Ces vertus espérées, à quoi les appliquer puisqu’il ne s’agit plus de bataille aux frontières ? Buts de guerre, disait-on jadis, c’est aujourd’hui de sens que l’on parle, sens à donner à des opérations sur lesquelles plane toujours, fût-ce petitement, l’ombre de la mort. Vaincre l’ennemi n’a plus cours, il faut s’attaquer au malheur du monde. Ce sens-là, Éric Bonnemaison le revendique haut et fort. Où que ce soit, c’est « l’espoir d’un monde meilleur » qui inspire nos œuvres militaires, la solidarité avec les miséreux et, par exemple, « le souverain bien » des Afghans. Nos actions extérieures sont actions de charité. Sans doute le général ne prononce-t-il pas le mot, devenu obscène. Il en emploie un autre, au demeurant plus fort : l’amour, « fil rouge » de son ouvrage (1).

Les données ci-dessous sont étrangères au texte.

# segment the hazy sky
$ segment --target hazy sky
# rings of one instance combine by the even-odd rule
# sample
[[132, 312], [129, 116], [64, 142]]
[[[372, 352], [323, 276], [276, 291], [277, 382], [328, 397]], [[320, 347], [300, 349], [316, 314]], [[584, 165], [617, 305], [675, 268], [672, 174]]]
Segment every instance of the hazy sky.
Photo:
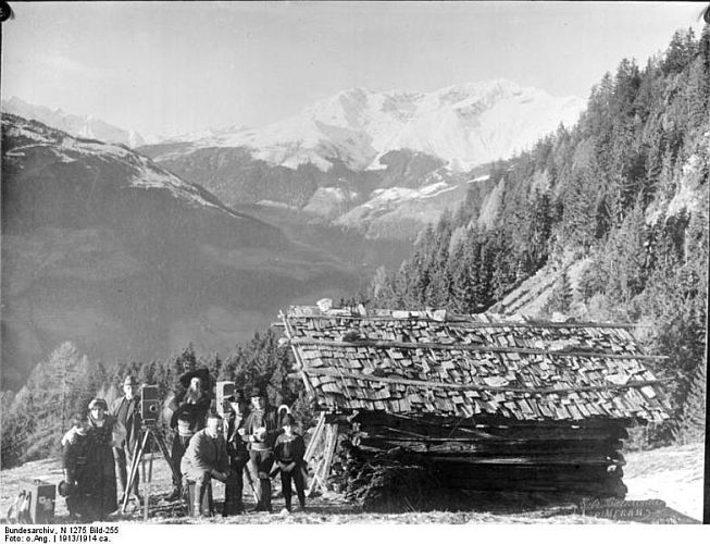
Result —
[[705, 3], [12, 2], [2, 97], [144, 134], [260, 126], [351, 87], [505, 77], [587, 98]]

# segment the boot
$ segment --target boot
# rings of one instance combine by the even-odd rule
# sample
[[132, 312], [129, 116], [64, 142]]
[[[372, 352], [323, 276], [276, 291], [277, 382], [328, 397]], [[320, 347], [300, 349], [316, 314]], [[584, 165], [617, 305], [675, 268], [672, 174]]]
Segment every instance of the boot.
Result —
[[192, 517], [199, 518], [203, 516], [202, 512], [202, 498], [204, 498], [204, 485], [195, 482], [195, 496], [192, 497]]
[[263, 478], [261, 483], [261, 507], [263, 511], [271, 514], [271, 480]]
[[225, 487], [224, 490], [224, 507], [222, 508], [222, 516], [234, 516], [237, 514], [237, 497], [236, 490], [232, 486]]
[[166, 500], [173, 502], [177, 500], [182, 496], [180, 489], [176, 485], [173, 486], [173, 491], [170, 495], [165, 497]]

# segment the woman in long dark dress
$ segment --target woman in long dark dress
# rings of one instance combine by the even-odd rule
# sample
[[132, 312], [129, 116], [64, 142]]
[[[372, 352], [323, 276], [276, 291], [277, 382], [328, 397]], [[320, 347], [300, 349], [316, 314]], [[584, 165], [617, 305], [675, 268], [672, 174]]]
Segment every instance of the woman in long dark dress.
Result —
[[60, 484], [60, 493], [66, 497], [66, 509], [72, 519], [89, 521], [92, 483], [87, 470], [87, 459], [91, 455], [88, 416], [77, 413], [72, 423], [72, 429], [62, 438], [64, 487]]
[[119, 508], [113, 458], [113, 424], [109, 406], [102, 398], [89, 403], [87, 470], [91, 474], [91, 502], [96, 519], [104, 520]]

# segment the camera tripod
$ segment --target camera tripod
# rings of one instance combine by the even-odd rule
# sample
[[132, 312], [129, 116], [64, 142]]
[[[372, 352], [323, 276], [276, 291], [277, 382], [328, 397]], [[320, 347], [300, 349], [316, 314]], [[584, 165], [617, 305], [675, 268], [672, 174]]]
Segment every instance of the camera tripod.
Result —
[[[126, 507], [128, 506], [128, 498], [130, 497], [130, 491], [133, 490], [134, 482], [138, 475], [138, 467], [142, 469], [144, 482], [149, 484], [152, 481], [153, 474], [153, 456], [150, 456], [148, 460], [148, 472], [146, 472], [146, 459], [144, 458], [146, 453], [146, 446], [150, 444], [150, 440], [154, 440], [160, 448], [160, 452], [163, 454], [165, 462], [170, 466], [170, 470], [173, 475], [179, 480], [179, 473], [173, 465], [173, 460], [167, 452], [167, 446], [165, 445], [165, 437], [161, 433], [160, 429], [155, 423], [145, 423], [140, 428], [142, 432], [142, 441], [136, 441], [136, 447], [133, 452], [133, 459], [130, 460], [130, 472], [128, 474], [128, 481], [126, 482], [125, 497], [123, 499], [123, 505], [121, 507], [121, 512], [125, 514]], [[150, 487], [149, 487], [150, 490]], [[144, 517], [148, 518], [148, 503], [150, 500], [150, 493], [146, 494], [145, 497], [145, 512]]]

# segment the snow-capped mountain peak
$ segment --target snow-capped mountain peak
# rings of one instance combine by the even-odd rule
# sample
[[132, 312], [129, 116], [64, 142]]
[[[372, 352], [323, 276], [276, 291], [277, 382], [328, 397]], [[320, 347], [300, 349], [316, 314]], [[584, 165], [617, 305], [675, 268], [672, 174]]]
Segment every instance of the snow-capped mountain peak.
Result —
[[335, 160], [353, 170], [379, 169], [389, 151], [409, 149], [468, 170], [531, 147], [560, 123], [578, 119], [585, 101], [552, 97], [507, 79], [464, 83], [431, 92], [353, 88], [258, 129], [221, 131], [194, 148], [245, 147], [256, 159], [327, 171]]
[[130, 148], [146, 145], [146, 139], [136, 131], [126, 131], [109, 124], [94, 115], [74, 115], [61, 108], [35, 106], [17, 97], [2, 100], [2, 112], [34, 119], [48, 126], [59, 128], [80, 138], [98, 139], [110, 144], [122, 144]]

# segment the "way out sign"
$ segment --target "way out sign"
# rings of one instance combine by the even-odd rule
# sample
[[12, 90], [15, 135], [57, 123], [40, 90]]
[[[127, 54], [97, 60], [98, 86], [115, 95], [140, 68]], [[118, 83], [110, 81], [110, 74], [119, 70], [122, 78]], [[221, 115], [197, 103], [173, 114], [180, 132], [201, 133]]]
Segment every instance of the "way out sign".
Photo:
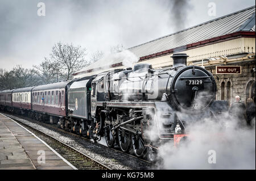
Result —
[[216, 66], [217, 74], [241, 74], [241, 66]]

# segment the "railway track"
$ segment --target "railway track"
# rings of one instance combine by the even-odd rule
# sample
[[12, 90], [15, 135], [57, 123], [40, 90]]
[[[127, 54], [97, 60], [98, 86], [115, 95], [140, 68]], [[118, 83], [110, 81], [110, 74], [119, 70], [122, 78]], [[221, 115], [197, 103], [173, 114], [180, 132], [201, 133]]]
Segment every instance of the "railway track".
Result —
[[[19, 121], [19, 123], [24, 121], [24, 120], [26, 120], [25, 122], [29, 122], [31, 123], [31, 124], [36, 124], [38, 125], [37, 127], [40, 127], [41, 126], [43, 128], [45, 128], [46, 129], [52, 130], [53, 131], [56, 132], [56, 133], [59, 133], [59, 134], [63, 135], [63, 136], [67, 136], [68, 137], [73, 137], [72, 139], [75, 139], [75, 140], [77, 140], [77, 141], [79, 141], [79, 142], [88, 142], [88, 144], [89, 144], [89, 148], [92, 148], [92, 145], [95, 145], [93, 146], [98, 147], [97, 150], [99, 151], [100, 150], [101, 150], [101, 153], [97, 153], [96, 154], [100, 154], [100, 155], [102, 155], [102, 151], [104, 152], [105, 154], [107, 154], [107, 155], [105, 155], [105, 158], [109, 158], [109, 159], [110, 160], [110, 162], [113, 162], [114, 163], [110, 163], [110, 162], [108, 162], [106, 163], [106, 162], [102, 161], [102, 159], [98, 159], [98, 158], [96, 158], [95, 155], [93, 155], [93, 154], [88, 153], [87, 151], [84, 151], [84, 150], [81, 150], [80, 148], [77, 148], [77, 146], [74, 145], [73, 144], [71, 144], [70, 142], [67, 142], [66, 141], [64, 141], [65, 143], [64, 144], [68, 144], [71, 145], [71, 146], [73, 146], [76, 148], [77, 148], [77, 149], [80, 150], [80, 151], [82, 151], [83, 153], [85, 152], [86, 154], [89, 154], [89, 155], [92, 155], [91, 157], [93, 157], [93, 158], [96, 158], [96, 159], [98, 159], [100, 162], [102, 162], [105, 165], [106, 165], [107, 166], [108, 166], [109, 169], [135, 169], [135, 170], [147, 170], [147, 169], [152, 169], [155, 167], [156, 167], [156, 166], [154, 164], [152, 164], [152, 163], [144, 160], [142, 158], [139, 158], [133, 155], [131, 155], [130, 153], [123, 153], [123, 151], [119, 150], [117, 149], [116, 148], [110, 148], [107, 146], [106, 145], [104, 145], [102, 143], [101, 144], [95, 144], [89, 139], [88, 139], [85, 137], [81, 137], [80, 135], [76, 134], [74, 133], [70, 132], [69, 131], [64, 130], [63, 129], [59, 128], [57, 127], [57, 125], [56, 124], [51, 124], [49, 123], [46, 123], [42, 121], [39, 121], [37, 120], [35, 120], [34, 119], [31, 119], [30, 118], [28, 118], [26, 116], [22, 116], [22, 115], [10, 115], [10, 113], [3, 113], [5, 114], [6, 116], [8, 116], [13, 119], [14, 119], [15, 120], [17, 120], [17, 119], [20, 119], [21, 121]], [[34, 125], [33, 125], [34, 126]], [[42, 129], [41, 128], [39, 128], [40, 129]], [[46, 131], [43, 131], [44, 132], [46, 132]], [[48, 131], [46, 131], [46, 132], [48, 133]], [[56, 137], [57, 140], [59, 140], [59, 137]], [[104, 138], [103, 137], [102, 138]], [[43, 139], [42, 139], [43, 140]], [[60, 139], [61, 140], [61, 139]], [[63, 140], [63, 139], [62, 139]], [[80, 141], [79, 141], [80, 140]], [[98, 146], [97, 145], [100, 145], [101, 146], [101, 148], [98, 148]], [[85, 146], [85, 148], [87, 148]], [[80, 146], [79, 146], [80, 147]], [[57, 151], [57, 150], [56, 150]], [[98, 152], [97, 151], [97, 152]], [[111, 152], [112, 151], [112, 153]], [[58, 151], [57, 151], [58, 152]], [[110, 154], [110, 155], [109, 155]], [[118, 156], [113, 156], [113, 155], [118, 155]], [[122, 156], [123, 155], [123, 156]], [[123, 157], [123, 158], [121, 158]], [[65, 158], [65, 157], [64, 157]], [[103, 158], [104, 159], [105, 159]], [[68, 159], [67, 159], [68, 160]], [[122, 163], [122, 162], [125, 161], [125, 163]], [[129, 162], [129, 163], [128, 163]], [[114, 165], [114, 164], [115, 165]], [[120, 165], [121, 164], [121, 165]], [[123, 165], [124, 164], [124, 165]], [[119, 166], [120, 165], [120, 166]], [[123, 165], [123, 166], [121, 166]], [[74, 165], [75, 166], [75, 165]]]
[[5, 116], [13, 119], [34, 133], [78, 170], [111, 170], [108, 166], [100, 163], [90, 157], [81, 153], [75, 148], [55, 138], [52, 136], [14, 117], [11, 117], [8, 115]]

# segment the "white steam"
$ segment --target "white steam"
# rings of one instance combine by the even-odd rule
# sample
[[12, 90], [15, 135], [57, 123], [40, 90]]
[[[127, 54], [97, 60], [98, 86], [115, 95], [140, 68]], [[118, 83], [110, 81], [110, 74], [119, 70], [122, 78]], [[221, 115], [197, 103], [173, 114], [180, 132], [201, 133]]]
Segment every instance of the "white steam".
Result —
[[189, 124], [185, 144], [175, 147], [170, 142], [160, 146], [159, 169], [255, 169], [255, 124], [248, 128], [241, 127], [239, 122], [224, 119], [216, 123], [205, 119]]

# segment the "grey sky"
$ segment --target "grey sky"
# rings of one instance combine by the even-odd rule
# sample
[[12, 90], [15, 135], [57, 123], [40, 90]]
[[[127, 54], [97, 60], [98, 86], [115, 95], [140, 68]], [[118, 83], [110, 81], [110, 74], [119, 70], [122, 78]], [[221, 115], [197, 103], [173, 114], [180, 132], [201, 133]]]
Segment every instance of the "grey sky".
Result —
[[[254, 0], [175, 1], [0, 0], [0, 68], [32, 68], [59, 41], [86, 48], [89, 58], [97, 50], [129, 48], [255, 5]], [[46, 16], [37, 15], [40, 2]], [[211, 2], [216, 16], [208, 14]]]

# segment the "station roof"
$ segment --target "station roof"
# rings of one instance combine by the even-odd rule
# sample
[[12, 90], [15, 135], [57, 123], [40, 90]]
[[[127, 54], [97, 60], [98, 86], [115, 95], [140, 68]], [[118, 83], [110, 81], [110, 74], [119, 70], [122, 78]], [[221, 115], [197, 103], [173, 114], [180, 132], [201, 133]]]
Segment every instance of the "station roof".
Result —
[[[212, 39], [214, 37], [228, 37], [225, 36], [226, 35], [239, 36], [241, 32], [243, 32], [242, 35], [245, 35], [245, 32], [253, 32], [255, 36], [255, 6], [253, 6], [131, 47], [125, 51], [128, 50], [130, 54], [137, 56], [139, 61], [142, 61], [165, 53], [177, 52], [179, 49], [186, 49], [188, 47], [196, 45], [199, 43], [201, 44], [204, 41], [206, 43], [213, 41], [214, 40]], [[122, 65], [129, 67], [123, 65], [123, 58], [126, 57], [124, 56], [127, 53], [121, 52], [117, 54], [109, 55], [108, 57], [104, 57], [84, 68], [73, 75], [93, 71], [96, 69], [98, 70], [99, 67], [102, 67], [102, 70], [106, 70], [107, 67], [113, 68]], [[133, 57], [133, 55], [129, 56]]]
[[238, 31], [255, 32], [255, 11], [253, 6], [129, 49], [142, 57]]

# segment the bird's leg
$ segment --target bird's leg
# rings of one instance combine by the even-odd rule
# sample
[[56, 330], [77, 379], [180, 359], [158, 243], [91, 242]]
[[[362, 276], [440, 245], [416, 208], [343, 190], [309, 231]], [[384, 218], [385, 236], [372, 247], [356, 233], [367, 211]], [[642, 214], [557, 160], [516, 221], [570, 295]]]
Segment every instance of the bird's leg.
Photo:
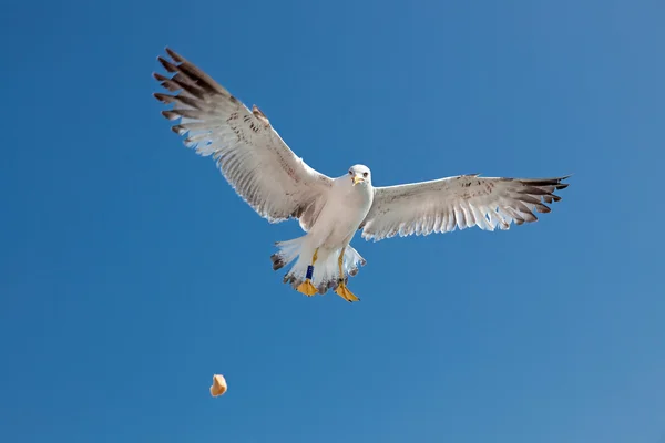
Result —
[[306, 277], [305, 281], [303, 281], [296, 288], [296, 290], [298, 292], [301, 292], [301, 293], [306, 295], [307, 297], [311, 297], [317, 292], [316, 288], [311, 284], [311, 277], [314, 276], [314, 264], [316, 262], [317, 258], [318, 258], [318, 248], [316, 248], [316, 250], [314, 251], [314, 256], [311, 257], [311, 265], [309, 265], [307, 267], [307, 277]]
[[348, 290], [348, 288], [346, 287], [346, 284], [344, 282], [344, 253], [346, 251], [346, 246], [344, 248], [341, 248], [341, 253], [339, 254], [339, 258], [337, 259], [337, 265], [339, 266], [339, 280], [337, 280], [337, 289], [335, 289], [335, 293], [337, 293], [339, 297], [344, 298], [346, 301], [348, 301], [349, 303], [352, 303], [354, 301], [359, 301], [360, 299], [358, 297], [356, 297], [354, 295], [354, 292], [351, 292], [350, 290]]

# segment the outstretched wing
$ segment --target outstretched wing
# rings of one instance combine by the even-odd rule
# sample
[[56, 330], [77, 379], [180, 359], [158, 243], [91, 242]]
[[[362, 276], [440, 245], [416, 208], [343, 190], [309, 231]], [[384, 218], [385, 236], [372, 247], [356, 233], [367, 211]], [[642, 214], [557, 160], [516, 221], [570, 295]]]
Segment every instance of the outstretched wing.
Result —
[[173, 103], [172, 110], [162, 111], [171, 121], [181, 120], [172, 130], [186, 135], [185, 145], [200, 155], [212, 155], [235, 192], [262, 217], [275, 223], [305, 215], [307, 229], [332, 181], [298, 158], [258, 107], [249, 111], [197, 66], [168, 48], [166, 52], [173, 62], [158, 60], [175, 75], [153, 76], [174, 94], [154, 96]]
[[559, 202], [556, 178], [491, 178], [460, 175], [431, 182], [377, 187], [367, 217], [360, 225], [362, 238], [375, 241], [399, 234], [429, 235], [464, 229], [508, 229], [514, 222], [535, 222], [533, 214], [549, 213], [543, 204]]

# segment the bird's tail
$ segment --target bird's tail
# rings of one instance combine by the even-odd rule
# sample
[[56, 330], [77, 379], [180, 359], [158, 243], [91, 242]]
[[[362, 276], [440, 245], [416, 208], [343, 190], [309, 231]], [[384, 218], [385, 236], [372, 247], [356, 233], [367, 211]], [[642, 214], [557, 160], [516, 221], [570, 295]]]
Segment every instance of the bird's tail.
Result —
[[[293, 240], [278, 241], [275, 245], [279, 251], [273, 254], [273, 269], [277, 270], [291, 261], [296, 260], [291, 269], [284, 276], [284, 282], [290, 284], [294, 289], [298, 288], [307, 278], [319, 293], [326, 293], [328, 289], [336, 289], [339, 284], [339, 266], [338, 257], [341, 248], [326, 249], [319, 247], [318, 250], [314, 245], [309, 244], [307, 236], [294, 238]], [[311, 259], [316, 251], [316, 262], [311, 266]], [[341, 270], [345, 281], [349, 276], [354, 277], [358, 274], [359, 266], [365, 266], [366, 260], [358, 254], [351, 245], [346, 247], [344, 253], [344, 262]], [[309, 276], [309, 271], [311, 275]]]

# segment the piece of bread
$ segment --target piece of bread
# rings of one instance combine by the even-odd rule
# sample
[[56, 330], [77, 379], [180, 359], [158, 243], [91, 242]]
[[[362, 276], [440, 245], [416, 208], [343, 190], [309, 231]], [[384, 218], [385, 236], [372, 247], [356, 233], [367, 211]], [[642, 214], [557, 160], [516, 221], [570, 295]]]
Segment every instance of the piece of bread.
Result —
[[224, 392], [226, 392], [226, 380], [224, 379], [224, 375], [213, 375], [213, 385], [211, 387], [211, 394], [213, 396], [219, 396], [223, 395]]

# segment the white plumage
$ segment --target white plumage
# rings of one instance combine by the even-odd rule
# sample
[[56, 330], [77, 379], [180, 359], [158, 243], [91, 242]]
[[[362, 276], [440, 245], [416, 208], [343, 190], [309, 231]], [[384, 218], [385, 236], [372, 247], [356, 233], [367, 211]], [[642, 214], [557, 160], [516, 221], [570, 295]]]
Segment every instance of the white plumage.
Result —
[[330, 178], [297, 157], [258, 107], [247, 109], [183, 56], [166, 52], [173, 62], [158, 60], [175, 75], [154, 76], [176, 94], [154, 94], [173, 104], [162, 114], [180, 119], [173, 131], [186, 136], [186, 146], [212, 156], [235, 192], [262, 217], [270, 223], [299, 220], [307, 234], [277, 243], [279, 251], [272, 259], [274, 269], [296, 260], [284, 281], [308, 296], [334, 288], [346, 300], [358, 300], [346, 282], [365, 265], [349, 245], [359, 228], [365, 239], [375, 241], [471, 226], [508, 229], [513, 222], [535, 222], [534, 210], [549, 213], [544, 203], [560, 200], [554, 192], [567, 186], [562, 183], [567, 177], [461, 175], [374, 187], [371, 172], [362, 165]]

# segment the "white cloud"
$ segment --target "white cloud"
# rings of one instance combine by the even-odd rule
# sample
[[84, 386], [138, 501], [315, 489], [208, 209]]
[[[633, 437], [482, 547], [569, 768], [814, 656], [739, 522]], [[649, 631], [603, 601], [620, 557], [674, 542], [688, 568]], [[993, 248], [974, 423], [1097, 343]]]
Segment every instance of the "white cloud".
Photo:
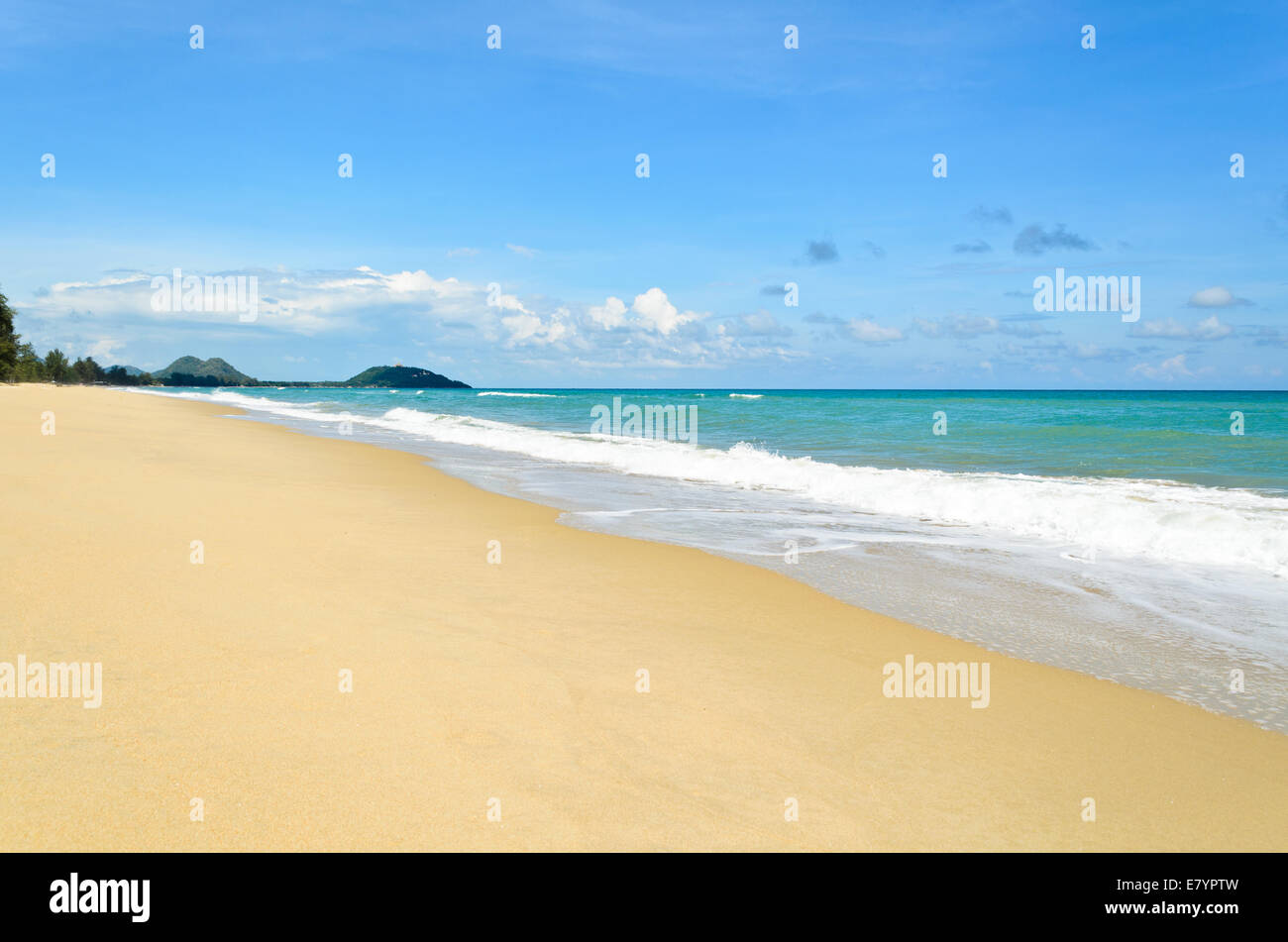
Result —
[[603, 304], [586, 309], [586, 315], [605, 331], [611, 331], [626, 320], [626, 302], [620, 297], [608, 297]]
[[93, 356], [99, 364], [112, 365], [109, 363], [113, 356], [112, 351], [122, 346], [125, 346], [124, 340], [116, 340], [115, 337], [99, 337], [90, 345], [85, 354], [86, 356]]
[[1184, 380], [1194, 376], [1185, 365], [1185, 354], [1176, 354], [1176, 356], [1163, 360], [1157, 367], [1148, 363], [1137, 363], [1131, 368], [1131, 372], [1144, 376], [1146, 380]]
[[1231, 333], [1234, 333], [1234, 328], [1230, 324], [1222, 324], [1216, 314], [1199, 320], [1199, 326], [1194, 328], [1194, 336], [1198, 340], [1221, 340]]
[[631, 310], [635, 311], [640, 317], [640, 320], [648, 324], [649, 328], [657, 331], [662, 336], [668, 336], [681, 324], [697, 320], [701, 317], [692, 310], [687, 310], [680, 314], [675, 305], [667, 300], [666, 292], [661, 288], [649, 288], [643, 295], [636, 295], [635, 302], [631, 305]]
[[1248, 304], [1252, 302], [1244, 297], [1235, 297], [1229, 288], [1221, 284], [1190, 295], [1190, 308], [1234, 308]]
[[846, 327], [855, 340], [864, 344], [889, 344], [894, 340], [903, 340], [903, 331], [898, 327], [882, 327], [867, 318], [850, 320]]

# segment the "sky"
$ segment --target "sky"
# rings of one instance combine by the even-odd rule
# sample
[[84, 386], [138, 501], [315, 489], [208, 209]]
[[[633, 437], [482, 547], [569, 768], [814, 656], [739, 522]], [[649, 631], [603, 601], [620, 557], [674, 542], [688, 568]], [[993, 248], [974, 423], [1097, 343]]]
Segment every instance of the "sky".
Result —
[[[1279, 3], [0, 0], [0, 291], [40, 353], [261, 380], [1285, 389], [1285, 35]], [[254, 311], [184, 310], [175, 269]], [[1139, 318], [1036, 310], [1057, 269], [1139, 278]]]

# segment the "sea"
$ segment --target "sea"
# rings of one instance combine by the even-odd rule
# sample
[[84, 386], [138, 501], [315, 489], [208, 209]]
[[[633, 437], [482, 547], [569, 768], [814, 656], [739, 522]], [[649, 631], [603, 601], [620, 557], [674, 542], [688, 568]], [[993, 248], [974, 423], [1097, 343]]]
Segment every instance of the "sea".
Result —
[[148, 394], [422, 454], [568, 526], [1288, 732], [1288, 392]]

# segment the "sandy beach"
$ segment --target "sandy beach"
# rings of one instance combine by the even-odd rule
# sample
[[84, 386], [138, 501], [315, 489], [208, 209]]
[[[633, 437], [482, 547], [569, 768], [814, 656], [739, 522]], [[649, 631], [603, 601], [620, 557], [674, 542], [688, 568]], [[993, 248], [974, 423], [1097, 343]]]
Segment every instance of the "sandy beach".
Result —
[[103, 677], [0, 699], [0, 849], [1288, 849], [1283, 735], [233, 412], [0, 386], [0, 661]]

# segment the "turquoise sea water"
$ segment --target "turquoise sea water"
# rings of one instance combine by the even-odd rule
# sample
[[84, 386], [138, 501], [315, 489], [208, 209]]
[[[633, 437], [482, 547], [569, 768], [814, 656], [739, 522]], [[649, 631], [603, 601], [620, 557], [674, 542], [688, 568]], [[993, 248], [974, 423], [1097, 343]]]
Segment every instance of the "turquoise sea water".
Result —
[[1288, 731], [1288, 392], [169, 392]]

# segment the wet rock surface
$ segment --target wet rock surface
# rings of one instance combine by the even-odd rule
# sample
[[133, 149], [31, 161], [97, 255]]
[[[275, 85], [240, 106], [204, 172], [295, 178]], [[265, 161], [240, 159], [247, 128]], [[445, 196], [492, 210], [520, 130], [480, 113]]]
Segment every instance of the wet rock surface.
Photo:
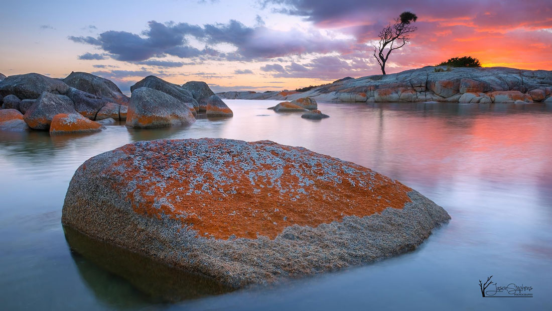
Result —
[[127, 127], [163, 128], [194, 122], [189, 106], [168, 94], [147, 87], [132, 92], [126, 114]]
[[75, 172], [65, 226], [240, 287], [411, 250], [449, 217], [365, 167], [269, 141], [126, 145]]
[[78, 113], [60, 113], [52, 119], [50, 135], [95, 133], [105, 128], [98, 122], [91, 120]]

Celui-ci ne se limite pas à ces très hautes considérations. On en trouve d’autres, fort pertinentes, sur les conditions impossibles dans lesquelles sont engagées nos forces et que résume le concept d’asymétrie. Le combat de l’irrégulier et plus encore celui du terroriste ressortit à la physique quantique, monde où les principes de la physique classique sont inopérants. Si cette comparaison a de quoi intriguer le « cornichon » candidat à Saint-Cyr, une autre lui sera plus accessible : deux équipes disputent un match sur un stade, l’une joue au football, l’autre au rugby, mais l’acteur principal n’est ni l’une ni l’autre, c’est le public. La subtilité de ces images amène à regretter une faiblesse : la présentation, certes marginale, qu’Éric Bonnemaison fait de l’islam est sommaire et conforme à la vulgate que les médias diffusent (2).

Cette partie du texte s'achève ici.